Opinion Uncertainties Prevail

12 October 2017
Businesses do not like uncertainty, and the retail industry is no exception. Catalonia has traditionally been a trading and industry hub, and as such, one port of entry into the Spanish market. Many international brands, such as Lidl, registered themselves in the region. Objectively, an independent Catalonia does, and will continue to represent an attractive market for both manufacturers and retailers, with a population similar to that of Bulgaria, and a GDP higher than Portugal. But how to understand such a stampede?

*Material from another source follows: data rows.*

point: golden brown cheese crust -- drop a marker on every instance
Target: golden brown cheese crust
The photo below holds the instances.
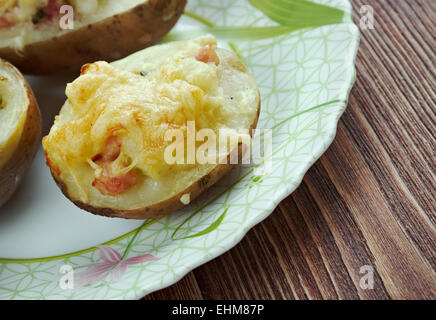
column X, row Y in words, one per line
column 167, row 206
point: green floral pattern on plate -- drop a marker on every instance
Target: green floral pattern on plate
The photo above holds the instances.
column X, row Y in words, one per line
column 304, row 78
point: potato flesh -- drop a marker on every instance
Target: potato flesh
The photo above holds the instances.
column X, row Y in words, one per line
column 87, row 12
column 240, row 95
column 13, row 112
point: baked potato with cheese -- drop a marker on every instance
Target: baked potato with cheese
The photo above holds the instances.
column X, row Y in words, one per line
column 32, row 39
column 20, row 129
column 112, row 150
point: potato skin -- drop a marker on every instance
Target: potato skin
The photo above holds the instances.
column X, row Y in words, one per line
column 165, row 207
column 12, row 173
column 109, row 39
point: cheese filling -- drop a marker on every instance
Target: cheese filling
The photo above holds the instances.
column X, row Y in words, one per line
column 118, row 119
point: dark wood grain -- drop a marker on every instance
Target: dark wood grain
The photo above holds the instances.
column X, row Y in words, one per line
column 369, row 200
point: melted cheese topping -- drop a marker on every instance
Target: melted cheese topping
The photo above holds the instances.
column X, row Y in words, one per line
column 115, row 120
column 107, row 101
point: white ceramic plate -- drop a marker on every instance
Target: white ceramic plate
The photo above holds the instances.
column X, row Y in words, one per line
column 304, row 77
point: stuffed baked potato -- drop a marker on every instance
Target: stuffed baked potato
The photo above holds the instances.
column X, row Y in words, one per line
column 20, row 129
column 31, row 37
column 108, row 148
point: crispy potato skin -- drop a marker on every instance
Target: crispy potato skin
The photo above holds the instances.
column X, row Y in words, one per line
column 109, row 39
column 167, row 206
column 12, row 174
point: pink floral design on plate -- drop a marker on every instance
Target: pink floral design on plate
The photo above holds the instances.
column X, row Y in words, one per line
column 114, row 266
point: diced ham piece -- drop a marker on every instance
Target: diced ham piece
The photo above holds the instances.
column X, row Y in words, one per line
column 207, row 54
column 52, row 10
column 5, row 23
column 106, row 183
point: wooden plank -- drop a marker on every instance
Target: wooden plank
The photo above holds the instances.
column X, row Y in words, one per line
column 370, row 200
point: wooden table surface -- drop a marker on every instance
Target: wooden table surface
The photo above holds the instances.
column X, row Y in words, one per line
column 370, row 199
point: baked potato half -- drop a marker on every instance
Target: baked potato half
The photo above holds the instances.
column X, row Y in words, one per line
column 120, row 146
column 32, row 39
column 20, row 129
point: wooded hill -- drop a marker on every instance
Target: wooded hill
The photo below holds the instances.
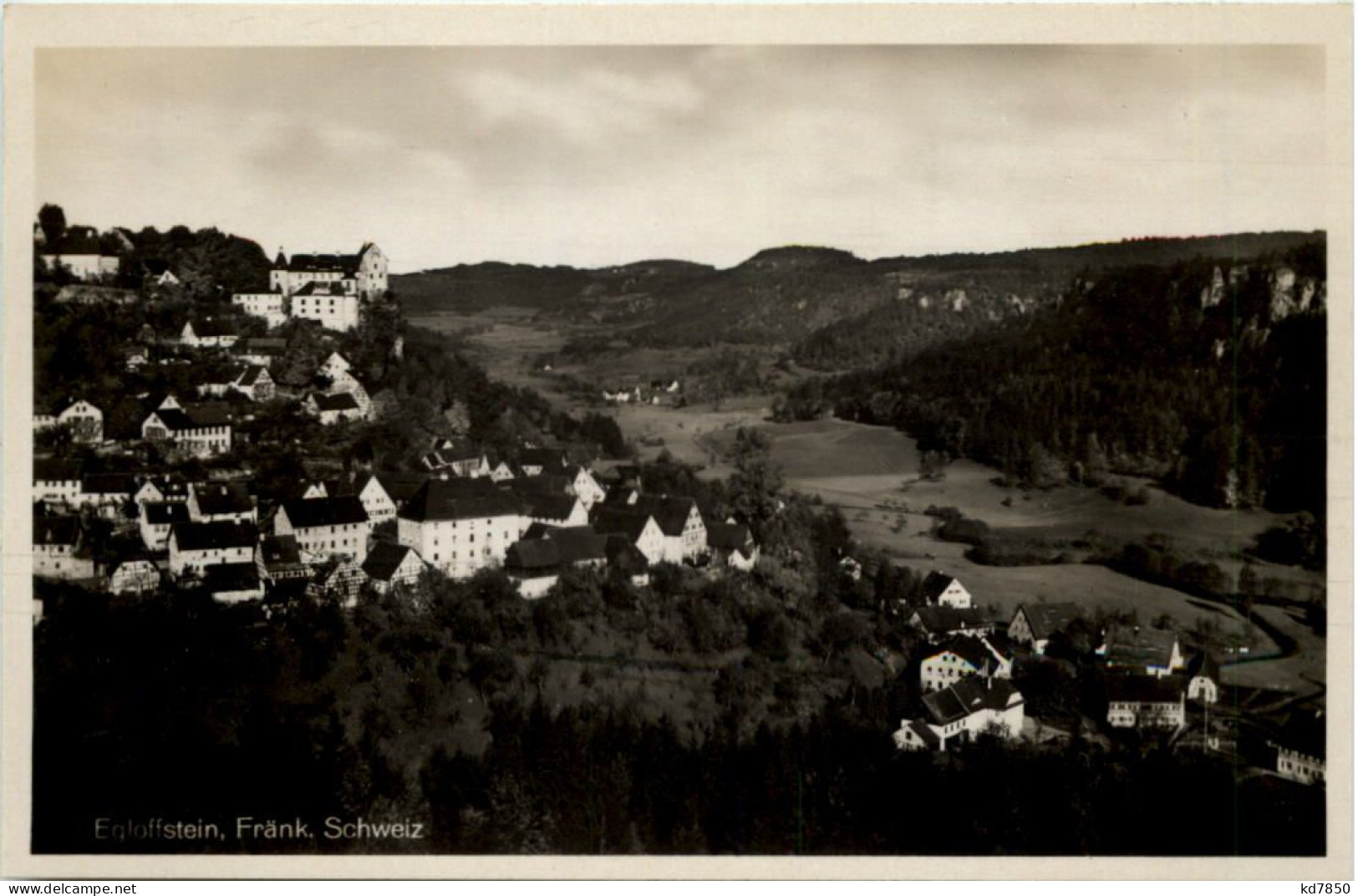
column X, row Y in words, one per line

The fears come from the direct consequence of that independence: beyond Spain, it is the de-facto exit of the European Union. The Catalan economy is closely knit not only to the rest of country, but is also a key export platform to many countries on the continent. Given its current political stance, the cessionary region will have little chance of ever reintegrating itself into the European Union, as this would require Spain's approval to do so. This naturally raises many vital questions as to the implications in terms of movement of people and goods, tariffs, access to international financing, and a delicate issue: which currency to use? 

These uncertainties are enough for many companies to justify rushing to the door while it is still open, and registering themselves in other parts of Spain. For retailers and manufacturer trading (nearly) exclusively in Catalonia, the challenge would be of an other nature. The likely economic downturn resulting from a secession would affect consumption, not to mention probable inflation spurred by loss of value of the local currency (assuming it cannot keep the euro) and product imports.

Looking at recent history, Brexit offers a glimpse into such a resulting conundrum... but the challenges faced by an independent Catalonia will be even greater. The UK, unlike Catalonia, has the advantage of a large internal market, legitimacy on the international scene, has always opted out of Schengen Area and maintained its own currency. This situation is a foreseeable economic pitfall which forces Catalonian politicians to edge forwards on a tightrope, but an exercise which is proving far too dangerous for many companies to risk.